This thread has been locked.

If you have a related question, please click the "Ask a related question" button in the top right corner. The newly created question will be automatically linked to this question.

Problem engaging DUAL (parallel) MAC unit c5517



Hello everybody,

I'm having trouple engaging the parallel MAC unit on my c5517 DSP. Here is the C code of my fast multiplication (it's used in a IIR filter)

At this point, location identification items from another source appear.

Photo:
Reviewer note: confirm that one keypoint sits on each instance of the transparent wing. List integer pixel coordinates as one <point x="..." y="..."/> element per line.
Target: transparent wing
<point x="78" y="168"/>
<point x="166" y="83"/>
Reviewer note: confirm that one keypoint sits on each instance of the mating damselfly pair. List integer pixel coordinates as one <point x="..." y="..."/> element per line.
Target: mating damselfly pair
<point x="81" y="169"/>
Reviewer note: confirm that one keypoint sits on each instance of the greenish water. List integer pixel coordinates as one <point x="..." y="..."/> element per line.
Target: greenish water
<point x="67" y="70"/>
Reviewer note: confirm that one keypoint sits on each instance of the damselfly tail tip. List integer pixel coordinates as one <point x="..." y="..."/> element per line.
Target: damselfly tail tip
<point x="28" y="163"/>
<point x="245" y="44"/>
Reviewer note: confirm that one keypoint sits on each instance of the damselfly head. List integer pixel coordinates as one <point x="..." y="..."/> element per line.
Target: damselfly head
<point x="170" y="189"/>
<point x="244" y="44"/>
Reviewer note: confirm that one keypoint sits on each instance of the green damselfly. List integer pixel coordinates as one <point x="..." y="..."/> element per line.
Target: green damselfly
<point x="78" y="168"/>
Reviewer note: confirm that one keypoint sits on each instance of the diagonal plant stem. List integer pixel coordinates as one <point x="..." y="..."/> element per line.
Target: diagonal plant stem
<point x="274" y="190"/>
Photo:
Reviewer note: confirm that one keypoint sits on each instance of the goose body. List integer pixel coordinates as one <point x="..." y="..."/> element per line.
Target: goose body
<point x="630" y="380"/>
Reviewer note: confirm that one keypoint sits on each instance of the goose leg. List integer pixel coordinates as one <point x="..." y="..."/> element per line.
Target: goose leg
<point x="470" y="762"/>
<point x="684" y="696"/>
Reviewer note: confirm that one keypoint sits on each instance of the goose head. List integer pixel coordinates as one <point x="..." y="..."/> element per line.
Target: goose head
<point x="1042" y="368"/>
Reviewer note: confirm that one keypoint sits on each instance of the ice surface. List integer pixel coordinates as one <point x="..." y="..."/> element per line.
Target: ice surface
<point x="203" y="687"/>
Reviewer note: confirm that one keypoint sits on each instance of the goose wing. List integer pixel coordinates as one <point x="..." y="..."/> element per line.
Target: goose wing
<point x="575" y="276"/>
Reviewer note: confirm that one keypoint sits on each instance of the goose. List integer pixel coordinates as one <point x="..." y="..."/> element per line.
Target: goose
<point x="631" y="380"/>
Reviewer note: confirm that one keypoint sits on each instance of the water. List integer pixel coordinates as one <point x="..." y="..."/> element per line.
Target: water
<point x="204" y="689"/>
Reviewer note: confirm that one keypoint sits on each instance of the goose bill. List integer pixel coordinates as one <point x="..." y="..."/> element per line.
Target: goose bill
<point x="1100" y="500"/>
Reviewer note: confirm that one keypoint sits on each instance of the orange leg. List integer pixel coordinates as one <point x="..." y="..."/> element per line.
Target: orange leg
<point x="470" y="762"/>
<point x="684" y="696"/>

**************************************************************************************************************************************************

inline void uber_mult(onchip Q15 *ca, onchip Q15 *cb, onchip Q15 *x, t_Audio * restrict s, t_Audio * restrict r){

onchip Q15 *cal = ca + 1;
onchip Q15 *cbl = cb + 1;
onchip Q15 *xl = x + 1;

int40_t p1a = _smacsui(0, *(ca), *xl);
int40_t p1b = _smacsui(0, *(cb), *xl);

int40_t p2a = _llsmacsui(p1a, *x, *(cal));
int40_t p2b = _llsmacsui(p1b, *x, *(cbl));

p1a = _llsshl(p2a, -15);
p1b = _llsshl(p2b, -15);

*r = _smac(p1a, *ca, *x);
*s = _smac(p1b, *cb, *x);

}

********************************************************************************************************************************

And here is the assembler generated by the optimizer: (from the corresponding .asm file)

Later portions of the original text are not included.